I timed the visit to come in the middle of our reading of a book about another well-known New York food charity whose name misleadinlgy suggests a religious connection, Courtney Bender's Heaven's Kitchen. Bender's participant observation is of the community of volunteers in the kitchen of God's Love We Deliver, an organization which brings food to homebound people with AIDS. The kitchen volunteers never see the recipients of their work, and don't talk about AIDS. They also, Bender found, rarely talk about religion. What do they talk about? Bender's a good listener, and describes the gossamer-like threads of spirituality, memory, habit, etc. which make this a community. GLWD's mottos are food is love, food is therapy and food is charity. Bender finds the kitchen workers disdain such explanations as marketing; "food is the message." But the mottos do help define some of the very different and even conflicting rationales for feeding programs - it's not just nutrition - and I was eager for students to sense the wordless but eloquently polyvalent message of food prepared at a place like HASK, and to see the overlap of the different HASK communities: guests and volunteers (maybe even that both are outreach missions of the church)... Did they get it? We'll see once we discuss student reflections on Thursday.
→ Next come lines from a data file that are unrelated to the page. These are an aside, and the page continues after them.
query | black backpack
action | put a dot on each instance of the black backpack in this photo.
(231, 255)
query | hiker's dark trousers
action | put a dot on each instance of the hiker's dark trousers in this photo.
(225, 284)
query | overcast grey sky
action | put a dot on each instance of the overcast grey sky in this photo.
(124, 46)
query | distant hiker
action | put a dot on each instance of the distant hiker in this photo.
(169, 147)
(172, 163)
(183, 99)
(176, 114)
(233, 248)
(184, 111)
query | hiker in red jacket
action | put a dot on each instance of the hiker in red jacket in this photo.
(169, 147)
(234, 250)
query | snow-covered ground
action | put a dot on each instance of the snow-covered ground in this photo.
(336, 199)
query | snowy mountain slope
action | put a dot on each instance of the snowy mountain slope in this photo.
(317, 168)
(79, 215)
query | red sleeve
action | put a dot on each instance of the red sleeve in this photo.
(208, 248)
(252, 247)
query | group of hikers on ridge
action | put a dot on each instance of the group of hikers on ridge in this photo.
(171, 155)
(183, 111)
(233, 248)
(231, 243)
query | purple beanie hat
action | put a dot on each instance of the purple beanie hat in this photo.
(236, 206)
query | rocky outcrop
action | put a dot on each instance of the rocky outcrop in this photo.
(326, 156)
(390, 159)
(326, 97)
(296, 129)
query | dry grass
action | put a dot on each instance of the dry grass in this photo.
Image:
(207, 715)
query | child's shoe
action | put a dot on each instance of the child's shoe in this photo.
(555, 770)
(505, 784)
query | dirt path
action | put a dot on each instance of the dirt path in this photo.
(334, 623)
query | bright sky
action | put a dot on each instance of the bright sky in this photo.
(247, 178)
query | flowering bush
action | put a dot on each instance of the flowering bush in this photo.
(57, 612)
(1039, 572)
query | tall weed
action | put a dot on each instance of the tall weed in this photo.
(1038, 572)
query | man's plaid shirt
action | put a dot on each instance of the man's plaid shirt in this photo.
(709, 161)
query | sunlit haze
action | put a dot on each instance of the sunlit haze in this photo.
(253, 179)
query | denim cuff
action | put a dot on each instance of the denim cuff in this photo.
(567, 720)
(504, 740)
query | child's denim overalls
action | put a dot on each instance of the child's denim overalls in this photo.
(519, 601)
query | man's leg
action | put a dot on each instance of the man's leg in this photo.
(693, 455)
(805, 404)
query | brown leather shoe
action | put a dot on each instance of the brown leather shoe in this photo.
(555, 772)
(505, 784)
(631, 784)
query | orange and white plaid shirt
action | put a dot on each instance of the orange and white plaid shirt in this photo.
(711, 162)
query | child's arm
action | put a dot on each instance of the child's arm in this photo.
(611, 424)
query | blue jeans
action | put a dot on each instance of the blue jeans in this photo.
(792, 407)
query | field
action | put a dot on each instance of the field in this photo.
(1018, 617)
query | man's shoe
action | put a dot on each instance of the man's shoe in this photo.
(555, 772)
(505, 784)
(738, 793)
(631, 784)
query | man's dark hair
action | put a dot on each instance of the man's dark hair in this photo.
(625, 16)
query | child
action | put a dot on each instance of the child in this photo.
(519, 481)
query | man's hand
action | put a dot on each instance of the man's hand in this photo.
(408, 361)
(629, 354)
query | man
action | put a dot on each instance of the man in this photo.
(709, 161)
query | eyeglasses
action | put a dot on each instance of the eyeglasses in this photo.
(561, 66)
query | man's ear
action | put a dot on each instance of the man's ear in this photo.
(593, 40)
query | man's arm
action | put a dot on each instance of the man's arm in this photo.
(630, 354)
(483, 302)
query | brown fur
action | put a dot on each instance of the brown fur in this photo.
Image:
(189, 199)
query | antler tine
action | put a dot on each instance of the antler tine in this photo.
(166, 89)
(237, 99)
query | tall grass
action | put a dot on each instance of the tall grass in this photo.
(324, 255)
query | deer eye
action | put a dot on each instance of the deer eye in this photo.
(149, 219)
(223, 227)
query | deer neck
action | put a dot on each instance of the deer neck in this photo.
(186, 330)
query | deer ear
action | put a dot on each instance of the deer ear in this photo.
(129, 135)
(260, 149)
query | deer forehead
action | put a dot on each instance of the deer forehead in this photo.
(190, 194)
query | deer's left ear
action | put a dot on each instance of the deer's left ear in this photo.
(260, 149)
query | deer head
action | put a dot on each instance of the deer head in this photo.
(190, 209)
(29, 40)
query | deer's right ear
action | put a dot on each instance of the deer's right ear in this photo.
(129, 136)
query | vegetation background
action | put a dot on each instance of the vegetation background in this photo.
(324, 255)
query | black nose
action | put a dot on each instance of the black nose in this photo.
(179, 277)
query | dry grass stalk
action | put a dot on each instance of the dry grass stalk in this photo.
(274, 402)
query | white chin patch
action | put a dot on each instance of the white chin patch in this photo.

The whole thing went much more quickly than I anticipated. I was expecting (planning!) to spend half an hour in the line but we were in in ten minutes. The food happens very quickly, too, and is quickly eaten. Not that anyone is hurrying you on; au contraire, you feel welcome to take your time, make yourself at home, and people do. But the staff and sixty volunteers pass in a blur. It's all friendly efficiency (and the food was tasty!). From experience I know that the stations of volunteers are involved in conversations as warm and disjointed as those Bender found at GLWD. But the contact between the worlds of volunteers and guests is like the interlocking of gears, perfectly fitting but touching only for the briefest moment. Both are in movement - am I letting a metaphor get out of hand here? - but in different directions. Part of the fulfillingness of volunteering at HASK is precisely being part of so well-oiled a machine. Is it also the precisely defined and limited contact with guests - not that different from GLWD's kitchen workers who never saw the people who ate their food? HASK has recently moved the food service volunteers into the church space, so volunteers and guests share the space. Have people's experiences changed?